In vivo evaluation of a Nano-enabled therapeutic vitreous substitute for the precise delivery of triamcinolone to the posterior segment of the eye

Kruti Naik; Lisa Claire du Toit; Naseer Ally; Yahya Essop Choonara

doi:10.1007/s13346-024-01566-1

In vivo evaluation of a Nano-enabled therapeutic vitreous substitute for the precise delivery of triamcinolone to the posterior segment of the eye

Drug Deliv Transl Res. 2024 Mar 22. doi: 10.1007/s13346-024-01566-1. Online ahead of print.

Authors

Kruti Naik¹, Lisa Claire du Toit¹, Naseer Ally², Yahya Essop Choonara³

Affiliations

¹ Wits Advanced Drug Delivery Platform Research Unit, Department of Pharmacy and Pharmacology, School of Therapeutic Sciences, Faculty of Health Sciences, University of the Witwatersrand, 7 York Road, Johannesburg, Parktown, 2193, South Africa.
² Division of Ophthalmology, Department of Neurosciences, School of Clinical Medicine, Faculty of Health Sciences, University of the Witwatersrand, 7 York Road, Johannesburg, Parktown, 2193, South Africa.
³ Wits Advanced Drug Delivery Platform Research Unit, Department of Pharmacy and Pharmacology, School of Therapeutic Sciences, Faculty of Health Sciences, University of the Witwatersrand, 7 York Road, Johannesburg, Parktown, 2193, South Africa. yahya.choonara@wits.ac.za.

PMID: 38519828
DOI: 10.1007/s13346-024-01566-1

Abstract

This study focused on the design of a thermoresponsive, nano-enabled vitreous substitute for the treatment of retinal diseases.

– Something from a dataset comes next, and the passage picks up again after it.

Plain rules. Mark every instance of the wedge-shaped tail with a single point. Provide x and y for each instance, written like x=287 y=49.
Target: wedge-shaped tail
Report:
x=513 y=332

Synthesis of a hydrogel composed of hyaluronic acid and a poloxamer blend was undertaken. Poly(D,L-lactide-co-glycolide) acid nanoparticles encapsulating triamcinolone acetonide (TA) were synthesised with a spherical morphology and mean diameter of ~ 153 nm. Hydrogel fabrication and nanoparticle loading within the hydrogel was confirmed via physicochemical analysis. Gelation studies indicated that hydrogels formed in nine minutes and 10 min for the unloaded and nanoparticle-loaded hydrogels, respectively. The hydrogels displayed in situ gel formation properties, and rheometric viscoelastic studies indicated the unloaded and loaded hydrogels to have modulus values similar to those of the natural vitreous at 37 °C. Administration of the hydrogels was possible via 26G needles allowing for clinical application and drug release of triamcinolone acetonide from the nanoparticle-loaded hydrogel, which provided sustained in vitro drug release over nine weeks. The hydrogels displayed minimal swelling, reaching equilibrium swelling within 12 h for the unloaded hydrogel, and eight hours for the nanoparticle-loaded hydrogel. Biodegradation in simulated vitreous humour with lysozyme showed < 20% degradation within nine weeks. Biocompatibility of both unloaded and loaded hydrogels was shown with mouse fibroblast and human retinal pigment epithelium cell lines. Lastly, a pilot in vivo study in a New Zealand White rabbit model displayed minimal toxicity with precise, localised drug release behaviour, and ocular TA levels maintained within the therapeutic window for the 28-day investigation period, which supports the potential applicability of the unloaded and nanoparticle-loaded hydrogels as vitreous substitutes that function as drug delivery systems following vitrectomy surgery.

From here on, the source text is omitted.